例えば、香りを第一アロマ、第二アロマといった、最初のトップで香るものとカカオ本来の品種から来る香りに分けて表現。
味に関しても、品種プラス製造工程に特化した表現が入るといったこだわりようです。例えば、醗酵が不十分だと過度の苦みが感じられるとか、酸味成分は製造上コントロールできるものだとか。
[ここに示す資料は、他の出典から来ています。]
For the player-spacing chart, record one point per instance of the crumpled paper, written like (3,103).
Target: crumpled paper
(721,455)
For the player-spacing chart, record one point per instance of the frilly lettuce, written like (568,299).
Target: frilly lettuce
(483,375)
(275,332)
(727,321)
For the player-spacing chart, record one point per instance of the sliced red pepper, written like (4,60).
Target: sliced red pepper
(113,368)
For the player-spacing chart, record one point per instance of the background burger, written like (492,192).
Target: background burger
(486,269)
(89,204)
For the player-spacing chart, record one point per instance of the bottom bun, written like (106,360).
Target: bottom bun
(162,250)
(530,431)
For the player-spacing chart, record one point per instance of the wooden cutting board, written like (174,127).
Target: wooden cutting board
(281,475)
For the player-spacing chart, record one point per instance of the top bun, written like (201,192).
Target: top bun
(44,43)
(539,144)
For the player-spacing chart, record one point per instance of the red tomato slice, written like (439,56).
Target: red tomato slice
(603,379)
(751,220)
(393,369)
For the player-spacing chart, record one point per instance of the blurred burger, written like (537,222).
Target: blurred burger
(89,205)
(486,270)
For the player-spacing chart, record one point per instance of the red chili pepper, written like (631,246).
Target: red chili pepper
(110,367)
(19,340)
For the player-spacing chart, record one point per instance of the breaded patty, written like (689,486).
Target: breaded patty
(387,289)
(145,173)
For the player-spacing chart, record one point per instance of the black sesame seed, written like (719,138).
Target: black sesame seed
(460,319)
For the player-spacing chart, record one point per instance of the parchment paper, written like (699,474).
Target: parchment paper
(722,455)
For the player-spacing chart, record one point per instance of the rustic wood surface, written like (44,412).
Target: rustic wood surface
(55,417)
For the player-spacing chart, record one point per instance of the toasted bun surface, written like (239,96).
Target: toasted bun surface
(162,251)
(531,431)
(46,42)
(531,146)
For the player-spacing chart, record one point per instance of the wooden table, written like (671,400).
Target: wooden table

カカオ農園のビデオを見ながら。これは接木の様子が映し出されています


粒度の調整、コンチング

もうひとつ、パナデリアがいつも感じていたことを、製造者としてフランゾーニ氏が表現してくれたことに、思わず同調してしまったことがあります。それは、粒度の調整のこと。チョコレートを味わった際、よく口の中で煙が立つような食感を体験された人も多いと思います。これはコンチングが浅いため脂肪の粒子が粗くなってしまい、そのせいで香りの出方も粗くなり、煙がたったような味わいを感じてしまうのです。ただ、そのことを、意外と一般のショコラティエの方は、感じていないような気がしていました。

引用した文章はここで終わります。